FRASER 2.0 changes vs FRASER 1.x:

Default psiType changed from three metrics (psi5, psi3, theta) to single Intron Jaccard Index
Default deltaPsiCutoff dropped from 0.3 to 0.1
Pseudocount and filtering parameter optimization
Bioconductor package version >=1.99.0 == FRASER 2.0

q = 10 is the autoencoder dimension hyperparameter. Tune via estimateBestQ(fds, type='jaccard') for cohort-specific optimum — too low: confounders not removed; too high: real signal absorbed.

OUTRIDER for Gene-Level Outlier Expression

Goal: Detect genes with aberrantly high or low expression in patient samples.

Approach: Autoencoder denoising of expression matrix; outliers identified by Z-score and adjusted p-value.

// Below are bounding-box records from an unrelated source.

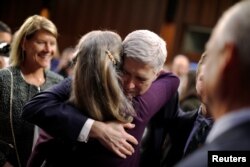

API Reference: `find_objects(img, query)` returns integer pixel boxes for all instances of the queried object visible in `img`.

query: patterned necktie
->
[184,120,212,156]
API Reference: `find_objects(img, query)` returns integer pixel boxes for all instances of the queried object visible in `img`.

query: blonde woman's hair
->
[10,15,58,66]
[70,31,134,122]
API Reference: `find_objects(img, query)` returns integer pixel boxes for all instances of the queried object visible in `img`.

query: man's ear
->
[222,43,239,75]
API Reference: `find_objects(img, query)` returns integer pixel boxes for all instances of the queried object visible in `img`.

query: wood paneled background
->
[0,0,239,63]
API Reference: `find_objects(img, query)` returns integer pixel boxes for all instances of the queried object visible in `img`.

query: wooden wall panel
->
[0,0,167,50]
[51,0,166,48]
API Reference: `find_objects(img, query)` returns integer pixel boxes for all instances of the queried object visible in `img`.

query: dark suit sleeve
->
[22,78,87,141]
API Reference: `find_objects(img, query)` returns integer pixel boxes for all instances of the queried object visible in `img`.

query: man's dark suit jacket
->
[140,93,198,167]
[176,121,250,167]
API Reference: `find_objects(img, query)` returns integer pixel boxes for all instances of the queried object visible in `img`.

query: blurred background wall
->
[0,0,239,63]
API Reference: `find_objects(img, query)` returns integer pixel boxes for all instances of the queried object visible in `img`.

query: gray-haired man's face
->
[122,58,157,97]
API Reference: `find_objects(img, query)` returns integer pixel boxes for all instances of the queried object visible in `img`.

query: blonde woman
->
[0,15,63,167]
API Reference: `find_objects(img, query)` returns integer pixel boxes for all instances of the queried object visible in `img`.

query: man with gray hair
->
[22,30,179,165]
[177,0,250,167]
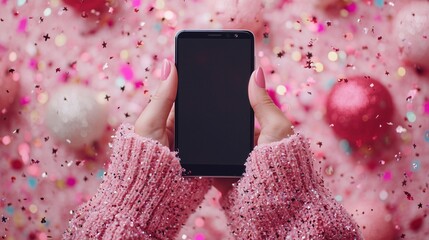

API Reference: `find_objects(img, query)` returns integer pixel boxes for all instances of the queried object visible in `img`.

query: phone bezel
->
[174,30,255,178]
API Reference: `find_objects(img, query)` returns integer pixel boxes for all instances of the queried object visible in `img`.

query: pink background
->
[0,0,429,239]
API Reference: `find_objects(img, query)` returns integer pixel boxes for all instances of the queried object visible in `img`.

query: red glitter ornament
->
[326,76,393,145]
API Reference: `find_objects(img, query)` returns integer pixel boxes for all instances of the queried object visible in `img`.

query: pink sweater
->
[63,124,361,239]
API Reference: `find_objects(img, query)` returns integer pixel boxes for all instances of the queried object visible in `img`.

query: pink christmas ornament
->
[345,200,397,240]
[394,1,429,68]
[45,85,107,148]
[215,0,263,34]
[326,76,393,144]
[0,72,19,114]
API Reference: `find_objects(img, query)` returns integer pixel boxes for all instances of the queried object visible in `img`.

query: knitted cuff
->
[64,124,210,239]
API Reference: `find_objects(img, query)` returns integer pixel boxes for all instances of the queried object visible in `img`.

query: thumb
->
[249,67,286,130]
[136,59,177,135]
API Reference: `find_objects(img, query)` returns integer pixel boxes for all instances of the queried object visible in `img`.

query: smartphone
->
[175,30,254,177]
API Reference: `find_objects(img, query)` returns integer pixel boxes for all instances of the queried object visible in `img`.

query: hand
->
[213,67,293,195]
[135,59,177,149]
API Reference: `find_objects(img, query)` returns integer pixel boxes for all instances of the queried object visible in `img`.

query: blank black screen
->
[175,31,254,175]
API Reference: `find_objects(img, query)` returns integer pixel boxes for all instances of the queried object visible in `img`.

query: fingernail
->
[161,59,171,80]
[255,67,265,88]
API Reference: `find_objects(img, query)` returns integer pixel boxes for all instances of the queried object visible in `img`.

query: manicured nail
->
[255,67,265,88]
[161,59,171,80]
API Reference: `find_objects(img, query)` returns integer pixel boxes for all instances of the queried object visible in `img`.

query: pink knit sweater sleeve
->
[63,124,210,239]
[221,135,362,239]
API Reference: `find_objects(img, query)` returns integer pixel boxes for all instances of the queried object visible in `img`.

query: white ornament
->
[45,85,107,148]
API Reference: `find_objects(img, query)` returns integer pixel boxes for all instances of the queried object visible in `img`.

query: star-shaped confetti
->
[43,34,51,42]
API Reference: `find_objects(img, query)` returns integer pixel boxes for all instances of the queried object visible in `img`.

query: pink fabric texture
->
[63,124,210,239]
[63,124,361,239]
[221,135,362,239]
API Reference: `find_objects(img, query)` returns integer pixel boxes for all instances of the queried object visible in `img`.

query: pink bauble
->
[345,200,397,240]
[326,76,394,145]
[394,1,429,68]
[63,0,110,13]
[0,72,19,114]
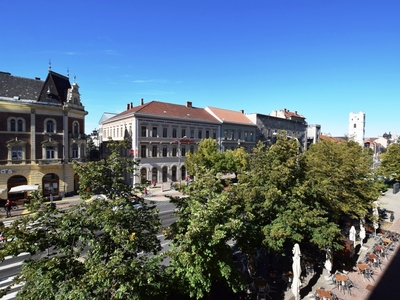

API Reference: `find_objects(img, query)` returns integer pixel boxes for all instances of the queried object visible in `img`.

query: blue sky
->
[0,0,400,137]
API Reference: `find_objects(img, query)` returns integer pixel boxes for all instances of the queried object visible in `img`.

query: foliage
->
[169,133,340,299]
[168,168,242,299]
[0,142,168,299]
[305,141,379,222]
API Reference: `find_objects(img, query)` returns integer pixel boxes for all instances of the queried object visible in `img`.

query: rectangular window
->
[151,127,157,137]
[151,146,157,157]
[46,147,55,159]
[11,146,22,160]
[17,120,23,132]
[10,119,15,131]
[72,147,78,158]
[141,126,147,137]
[163,145,168,157]
[140,145,147,158]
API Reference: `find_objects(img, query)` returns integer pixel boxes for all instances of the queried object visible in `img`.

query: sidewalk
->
[284,189,400,300]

library(OUTRIDER); library(BiocParallel)

countTable <- read.table('counts.tsv', header=TRUE, row.names=1)
ods <- OutriderDataSet(countData = countTable)

ods <- filterExpression(ods, minCounts=TRUE, filterGenes=TRUE)
# OUTRIDER's estimateBestQ returns a scalar q (unlike FRASER's, which returns the object)
q_best <- estimateBestQ(ods)
ods <- OUTRIDER(ods, q = q_best, BPPARAM = MulticoreParam(8))

res <- results(ods, padjCutoff = 0.05, zScoreCutoff = 0)
patient_outliers <- res[res$sampleID == 'PATIENT_001', ]

OUTRIDER (Brechtmann 2018 Am J Hum Genet) catches loss-of-function alleles producing transcript collapse, monoallelic effects, and tissue-inappropriate expression — complements splice outlier detection.

LeafcutterMD for Annotation-Free Outlier Intron Usage

Goal: Detect outlier intron usage relative to a control panel without annotation dependence.

Approach: Run LeafcutterMD (LeafCutter's Dirichlet-multinomial outlier mode for Mendelian disease) against the control panel.

for bam in *.bam; do
    regtools junctions extract -a 8 -m 50 -s XS "$bam" -o "${bam%.bam}.junc"
done

ls *.junc > juncfiles.txt
python leafcutter_cluster_regtools.py -j juncfiles.txt -o leafcutter -m 50 -l 500000

leafcutterMD.R \
    --num_threads 4 \
    --output_prefix patient_outlier \
    leafcutter_perind_numers.counts.gz

LeafcutterMD (Jenkinson 2020 Bioinformatics) reports per-sample p-values per intron-cluster; useful when FRASER's Beta-binomial model fits poorly or when novel-junction sensitivity matters.

DROP Pipeline (Integrated Workflow)

Goal: Run FRASER2 + OUTRIDER + monoallelic expression in a unified Snakemake pipeline for clinical diagnostics.

Approach: DROP is distributed via bioconda (not PyPI). Install in a dedicated environment, then configure with patient + control sample sheets; pipeline handles QC, alignment, counting, autoencoding, and reporting.

# Install via bioconda (DROP is not on PyPI)
mamba create -n drop_env -c conda-forge -c bioconda drop --override-channels
conda activate drop_env

drop init my_diagnostic_run
cd my_diagnostic_run

# Edit config.yaml:
#  - sample_table: samples.tsv (patient + controls)
#  - aberrantSplicing: enabled
#  - aberrantExpression: enabled
#  - mae: enabled (monoallelic expression)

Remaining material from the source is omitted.